Da habe ich mich missverständlich ausgedrückt: Mir geht es darum, dass ich seit Jahrzehnten weder im Beruf noch privat diesen Begriff von Erwachsenen verwendet gehört habe (vielleicht bin ich in der falschen Branche). In meinen Ohren ist das Schülersprache direkt aus der subjektiven Erinnerung. Wenn aber schon die Sprache aus subjektiver Prägung herrührt, kann das auch für Werturteile gelten. Ich persönlich bin mir sicher, dass ich aus meiner Alte-Männer-Sicht die Methoden wie wir damals Referendare vergrault haben, nicht als hart aber gerecht qualifizieren würde.

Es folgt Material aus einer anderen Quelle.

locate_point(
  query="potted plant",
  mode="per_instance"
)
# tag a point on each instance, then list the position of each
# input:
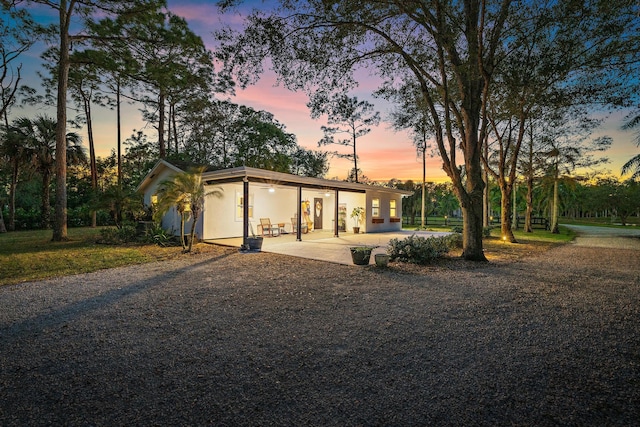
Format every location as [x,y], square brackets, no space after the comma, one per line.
[361,254]
[382,260]
[254,243]
[358,215]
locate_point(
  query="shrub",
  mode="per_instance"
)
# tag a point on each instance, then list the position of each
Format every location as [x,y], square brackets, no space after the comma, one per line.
[454,240]
[159,236]
[419,250]
[117,236]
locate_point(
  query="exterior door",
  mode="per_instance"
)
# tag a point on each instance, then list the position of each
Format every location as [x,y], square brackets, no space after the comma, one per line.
[317,213]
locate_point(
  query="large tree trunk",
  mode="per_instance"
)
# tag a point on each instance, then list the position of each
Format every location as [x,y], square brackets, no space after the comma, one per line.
[60,224]
[119,137]
[506,213]
[161,142]
[12,194]
[92,155]
[46,209]
[527,221]
[554,215]
[355,157]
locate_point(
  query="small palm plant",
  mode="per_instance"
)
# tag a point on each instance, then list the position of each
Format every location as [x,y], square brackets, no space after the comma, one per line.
[185,191]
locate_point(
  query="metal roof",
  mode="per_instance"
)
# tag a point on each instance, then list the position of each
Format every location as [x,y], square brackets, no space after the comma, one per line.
[249,174]
[242,173]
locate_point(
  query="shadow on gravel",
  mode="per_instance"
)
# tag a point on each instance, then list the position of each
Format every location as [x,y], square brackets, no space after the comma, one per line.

Ich schäme mich für meine Schulzeit da auch 🙁 Ich kann zum Glück nur Positives über die Schüler*innen aus meinem Ref berichten.
. Dieses „Verfahren“ ist gewiss nicht gemeint. Deshalb das Paradox in meinem Statement. Ich habe gute Erfahrungen damit gemacht: Rückmeldungen freiwillig, formlos, während ich rausging. Mit oder ohne Namen. Am nächsten Tag Besprechung. Vielleicht könnte man Lehrer dazu verpflichten? Schüler sind in der Situation, ständig bewertet zu werden – und das gar nicht so selten von Personen, die ihre eigenen Standards nicht einhalten. Es reicht nicht, wenn der Schulleiter sich einmal im Jahr hinten rein setzt. Peer Review unter Lehrern gibt es erst in zarten Ansätzen.
Korrekt. Da braucht es viel mehr.
Peer Review scheitert übrigens an der Zeit. Wir haben versucht, das bei uns einzuführen. Aber ohne Unterrichtsausfall ist das fast unmöglich – und da liegen die Prioritäten klar.
Ein solches „Kummerkasten“-System ist sehr sinnvoll, weil es ein „Reden mit“ statt eines „Reden über“ anwirft, keine Frage.
Vor allem ist es ja überhaupt nicht belastbar. Vielleicht wären die Leute, deren Zukunft ihr zu zerstören beschlossen habt, schlecht gewesen. Vielleicht nicht. Die Vorstellung, ein solches Tribunal wie von dir beschrieben zum Standard zu erheben, ist völlig dystopisch.
So, so, >6 Monate aktiver, fast täglicher, Erfahrung mit der Lehrpraxis von Leuten ist „nicht belastbar“. Na dann …
Ich bin auch kein Experte für Einzelhandelslogistik, nur weil ich fünfmal die Woche im Discounter einkaufe.
Für die Logistik nicht, für Präsentation, Warenangebot, Preisauszeichnung, Kassenwege und -geschwindigkeit etc. schon. Und daraus liesse sich locker beurteilen, ob das Management des Discounters was taugt.
Dein Vorschlag zeigt halt gleichzeitig das grundsätzliche Problem: es ist unmöglich, das so in Noten, Smileys oder was auch immer auszudrücken.
Hallo Stefan, Frage aus aktuellem Anlass:Weißt Du, ob Verhalten außerhalb der Schule (hier: privater Chat) in die Verhaltensnote einfließen darf?
Danke !
super schwierig. ich bin kein experte für schulrecht; daher alles cum grano salis. vorrede aus dem Weg: es kommt drauf an. wenn es die schule betrifft ja. also etwa klassenchat, in dem mobbing stattfindet: ja. wenn es tatsächlich ein privater chat ist, finde ich es super schwierig.